Outliers are data values that are different from most of the data values in a dataset. They can either be extremely high or extremely low compared to the rest of the data values. This post illustrates how to identify and deal with outliers in SPSS.
Outliers are caused by: errors during data entry or measurement errors.
It is important to identify and address outliers because in many cases they can interfere with data analysis results.
How to identify outliers in SPSS
There are several ways of identifying or checking for outliers in SPSS. The most common and simplest methods are graphical methods, particularly using box plots or scatter plots.
Using box plots to identify outliers in SPSS
Box plots are used to explore the distribution of continuous variables.
Each distribution of scores is represented by a box and protruding lines called whiskers.
The length of the box represents the interquartile range of the variable (that is, the difference between the quartile 3 and quartile 1 of a distribution). It contains half of the scores of the variable.
The line running across the inside of the box is the median value.

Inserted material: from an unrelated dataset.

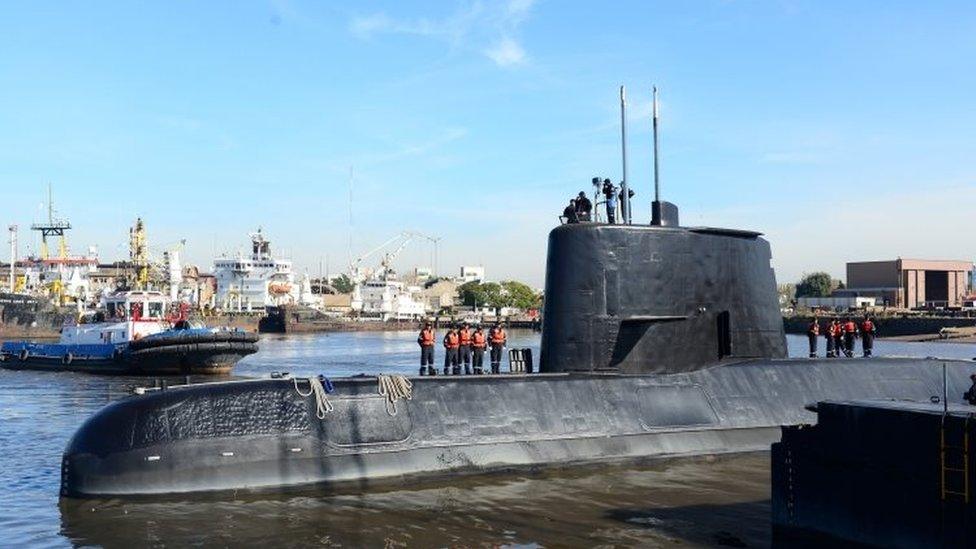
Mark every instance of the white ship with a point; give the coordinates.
(251, 283)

The whiskers run from the box to the lowest value (bottom of the box) and to the highest value (top of the box) of the variable.
Data values that SPSS considers to be outliers will be shown as small circles with numbers attached to them.
Additionally, data values that SPSS considers to be extreme values will be shown as asterix with numbers attached to them.
An example of a box plot with outliers is shown below:
Using scatter plots to identify outliers in SPSS
In addition to box plots, scatter plots can also be used to identify outliers in a dataset.
Scatter plots display the relationship between two continuous variables.
Any outliers in the two variables will be shown as far off from the correlation pattern.
An example of a scatter plot with outliers is shown below:
How to deal with outliers in SPSS
Dealing with outliers depends on the cause of the outlier.
If the outlier is as a result of a data entry error, you can correct the error if you have access to the raw data.
If the outlier is a true outlier or if you have no access to the raw data, you may remove it from the dataset if it is likely to significantly affect the data analysis.
The third option of dealing with outliers is to assign a different value to the outlier value, the most common one being assigning the mean of that variable to the outlier.
Conclusion
In summary, an outlier is a data value that is significantly different from the rest of the data values of a variable in a data set. It may be caused by a measurement error or a data entry error, or it may be a true outlier.
It is important to identify and detect an outlier in a dataset before any data analysis is conducted because it can significantly alter the data analysis results.